SMEP: What is It and How to Beat It on Linux
On May 16, 2011, Fenghua Yu submitted a series of patches to the upstream Linux kernel implementing support for a new Intel CPU feature: Supervisor Mode Execution Protection (SMEP). This feature is enabled by toggling a bit in the cr4 register, and the result is the CPU will generate a fault whenever ring0 attempts to execute code from a page marked with the user bit.

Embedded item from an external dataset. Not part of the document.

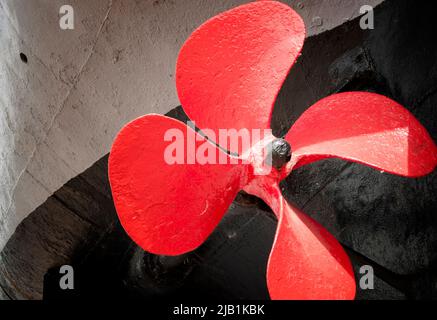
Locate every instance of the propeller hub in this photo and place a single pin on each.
(280, 153)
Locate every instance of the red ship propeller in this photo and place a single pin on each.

First, some background on why this feature is useful. Like most mainstream operating systems, the vanilla Linux kernel does not leverage x86 segmentation, instead defining flat segment descriptors with limits encompassing the entire 4gb address space. Additionally, each process has the kernel’s page table entries replicated, resulting in the kernel address space being mapped in the upper 1gb of every user process. Both of these decisions are for performance reasons: reloading segment selectors at every trap and kernel-to-user (or vice versa) copy operation introduces a non-negligible (but not necessarily unacceptable) performance hit, and having completely separate user and kernel address spaces would necessitate a TLB flush on every trap, which is even more expensive.
The result of this is that the kernel is free to incorrectly access data residing in userspace, as well as execute code in the user region. In addition to enabling the exploitation of many bugs that rely on the kernel incorrectly using user data, this allows kernel exploits to simply map a suitable payload in userspace and divert kernel execution to that payload.

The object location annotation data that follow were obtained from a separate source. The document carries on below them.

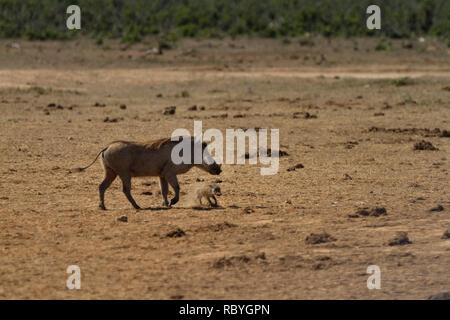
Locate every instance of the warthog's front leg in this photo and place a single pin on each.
(110, 175)
(126, 184)
(164, 186)
(173, 181)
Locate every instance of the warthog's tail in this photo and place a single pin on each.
(82, 169)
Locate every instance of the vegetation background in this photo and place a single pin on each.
(131, 20)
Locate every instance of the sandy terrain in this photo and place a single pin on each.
(356, 146)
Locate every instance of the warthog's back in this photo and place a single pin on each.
(138, 159)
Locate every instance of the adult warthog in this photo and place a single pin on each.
(152, 159)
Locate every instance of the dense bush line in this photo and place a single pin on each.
(133, 19)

The PaX project solves this problem in a general way with a feature called PAX_UDEREF. When this feature is enabled, PaX leverages segmentation to isolate user and kernel addresses, such that a fault will be generated when the kernel incorrectly accesses user data or code. Unfortunately, due to the performance hit associated with reloading segment registers and the fact that this touches mission-critical code, it’s unlikely that this solution would be accepted into the upstream Linux kernel.